Department of Pediatric Surgery, Shizuoka Children's Hospital, 860 Urushiyama, Aoi-ku, Shizuoka, 4208660, Japan.
Pediatr Surg Int. 2019 Dec;35(12):1339-1343. doi: 10.1007/s00383-019-04559-1. Epub 2019 Sep 25.
Necrotizing enterocolitis (NEC) is one of the most severe gastrointestinal diseases in infancy. Hypoxia is known as one of the major risk factors for the development of NEC. Endothelin, known to regulate vasoconstriction, has two receptors (A and B). However, the role of endothelin receptor B (EDNRB) in neonatal intestinal injury remains unclear. We aimed to investigate whether EDNRB is involved in NEC pathophysiology.
Following ethical approval (#44032), EDNRB hetero knockout mice pups (EDNRB±) and their wild-type (WT) littermates were studied. NEC was induced from postnatal day 5-9 (P5-P9) by hypoxia, gavage feeding of formula and administration of lipopolysaccharide. On P9, the ileum was harvested.

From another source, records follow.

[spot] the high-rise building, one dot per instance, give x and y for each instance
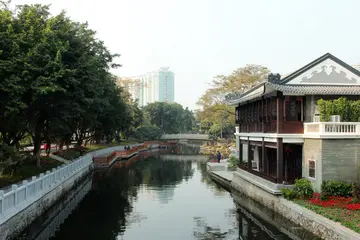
(156, 86)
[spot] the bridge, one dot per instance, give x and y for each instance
(174, 157)
(185, 137)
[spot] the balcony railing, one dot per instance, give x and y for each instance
(332, 128)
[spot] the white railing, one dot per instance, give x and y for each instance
(332, 128)
(20, 196)
(185, 136)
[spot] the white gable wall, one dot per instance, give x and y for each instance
(328, 72)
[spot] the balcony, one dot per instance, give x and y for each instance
(332, 129)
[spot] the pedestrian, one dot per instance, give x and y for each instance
(218, 155)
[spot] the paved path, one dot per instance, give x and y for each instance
(228, 175)
(60, 159)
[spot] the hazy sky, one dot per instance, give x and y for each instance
(199, 39)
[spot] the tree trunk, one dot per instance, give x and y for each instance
(37, 146)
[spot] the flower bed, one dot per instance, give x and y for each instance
(339, 209)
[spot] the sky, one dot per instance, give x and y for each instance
(199, 39)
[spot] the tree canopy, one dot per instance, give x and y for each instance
(55, 81)
(217, 118)
(170, 118)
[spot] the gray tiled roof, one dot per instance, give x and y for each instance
(317, 89)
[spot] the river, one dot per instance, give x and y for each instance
(156, 196)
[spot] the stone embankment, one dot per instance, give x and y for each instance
(299, 216)
(21, 204)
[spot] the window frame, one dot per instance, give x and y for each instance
(314, 168)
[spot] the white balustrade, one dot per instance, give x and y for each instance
(22, 195)
(332, 128)
(185, 136)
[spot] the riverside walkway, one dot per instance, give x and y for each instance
(107, 160)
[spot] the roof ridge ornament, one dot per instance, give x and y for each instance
(274, 78)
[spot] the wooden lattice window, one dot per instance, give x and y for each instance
(312, 168)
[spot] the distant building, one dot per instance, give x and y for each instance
(156, 86)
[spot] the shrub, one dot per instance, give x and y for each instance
(336, 189)
(303, 188)
(356, 193)
(232, 165)
(288, 193)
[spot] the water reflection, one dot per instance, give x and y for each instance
(161, 196)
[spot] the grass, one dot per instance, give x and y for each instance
(348, 218)
(27, 170)
(71, 154)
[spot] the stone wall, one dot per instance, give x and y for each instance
(21, 220)
(335, 159)
(311, 103)
(312, 150)
(310, 221)
(340, 159)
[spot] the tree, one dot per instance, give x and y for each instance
(170, 118)
(215, 116)
(55, 81)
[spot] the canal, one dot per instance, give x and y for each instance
(162, 195)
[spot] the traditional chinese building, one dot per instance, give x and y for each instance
(280, 136)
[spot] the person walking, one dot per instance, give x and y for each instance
(218, 155)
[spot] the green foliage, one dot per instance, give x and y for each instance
(147, 132)
(10, 158)
(170, 118)
(335, 188)
(56, 82)
(232, 164)
(356, 192)
(303, 188)
(288, 193)
(348, 110)
(216, 117)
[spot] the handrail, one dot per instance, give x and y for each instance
(332, 128)
(186, 136)
(25, 193)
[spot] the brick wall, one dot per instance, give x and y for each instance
(341, 158)
(312, 150)
(335, 159)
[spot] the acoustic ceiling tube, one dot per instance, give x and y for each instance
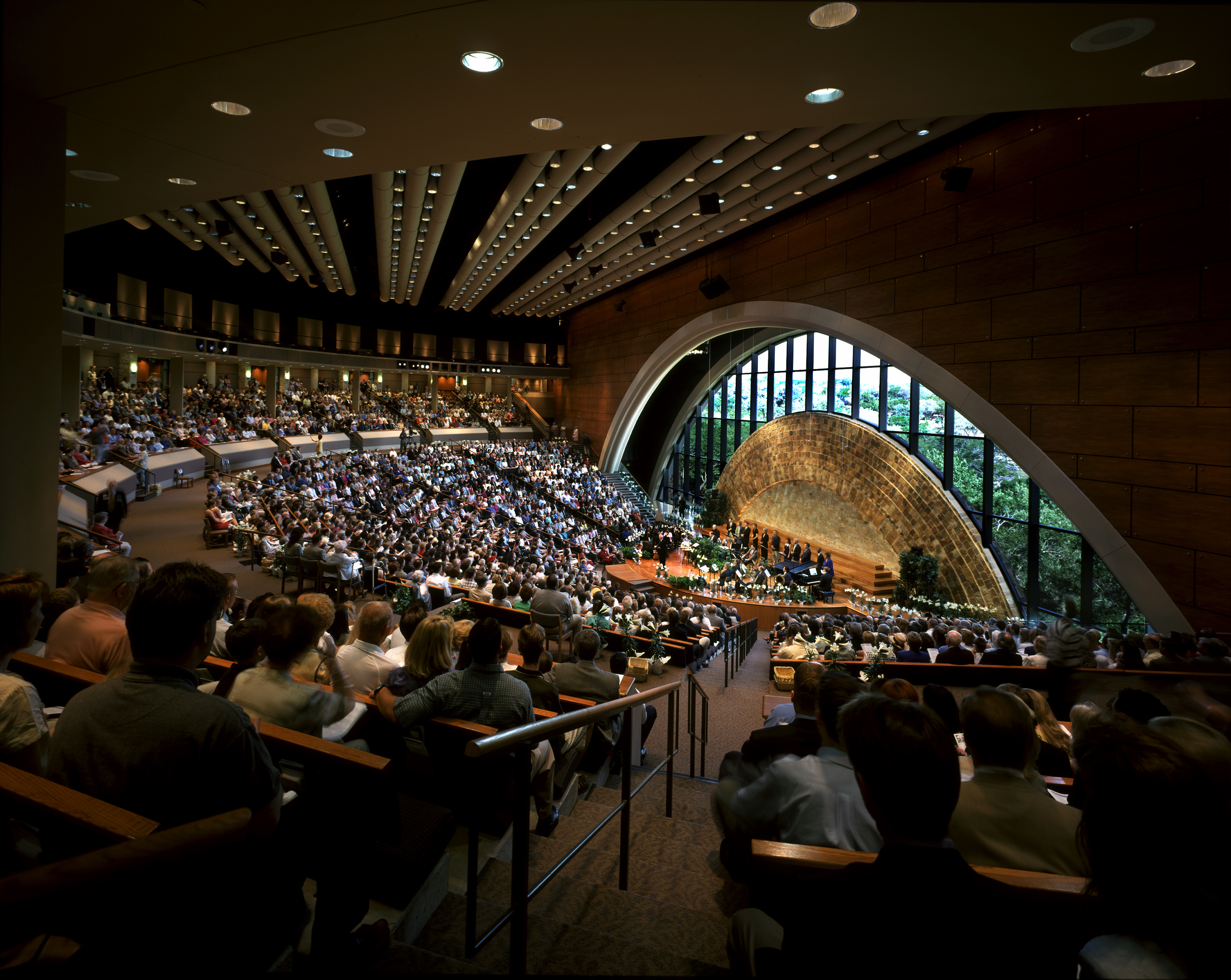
(701, 152)
(528, 172)
(327, 221)
(382, 214)
(603, 163)
(274, 223)
(238, 216)
(190, 221)
(525, 225)
(442, 203)
(298, 221)
(848, 162)
(412, 211)
(175, 229)
(236, 239)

NEC induction in WT mice was associated with mucosal injury. However, EDNRB± NEC mice had reduced mucosal injury. Similarly, EDNRB± mice had significantly lower expression of IL-6 mRNA compared to WT NEC mice. Pimonidazole immunostaining was also significantly lower in EDNRB± compared to WT NEC, suggesting reduced tissue hypoxia.
Partial knockout of EDNRB results in reduced NEC severity and reduced tissue hypoxia. Intestinal perfusion and hypoxia are important elements of NEC pathogenesis. These findings are relevant to the understanding of NEC pathophysiology and to the development of novel preventive strategies for NEC.
坏死性小肠结肠炎(NEC)是婴儿期最严重的胃肠道疾病之一。缺氧是已知的NEC发生的主要危险因素之一。内皮素已知可调节血管收缩,有两种受体(A和B)。然而,内皮素受体B(EDNRB)在新生儿肠道损伤中的作用仍不清楚。我们旨在研究EDNRB是否参与NEC的病理生理过程。
在获得伦理批准(#44032)后,对EDNRB杂合敲除小鼠幼崽(EDNRB±)及其野生型(WT)同窝小鼠进行研究。从出生后第5天至第9天(P5 - P9)通过缺氧、灌喂配方奶和给予脂多糖诱导NEC。在P9时,采集回肠。
WT小鼠诱导NEC与黏膜损伤有关。然而,EDNRB±NEC小鼠的黏膜损伤减轻。同样,与WT NEC小鼠相比,EDNRB±小鼠的IL - 6 mRNA表达显著降低。与WT NEC相比,EDNRB±小鼠的匹莫硝唑免疫染色也显著降低,提示组织缺氧减轻。
EDNRB的部分敲除导致NEC严重程度降低和组织缺氧减轻。肠道灌注和缺氧是NEC发病机制的重要因素。这些发现与理解NEC的病理生理学以及开发NEC的新型预防策略相关。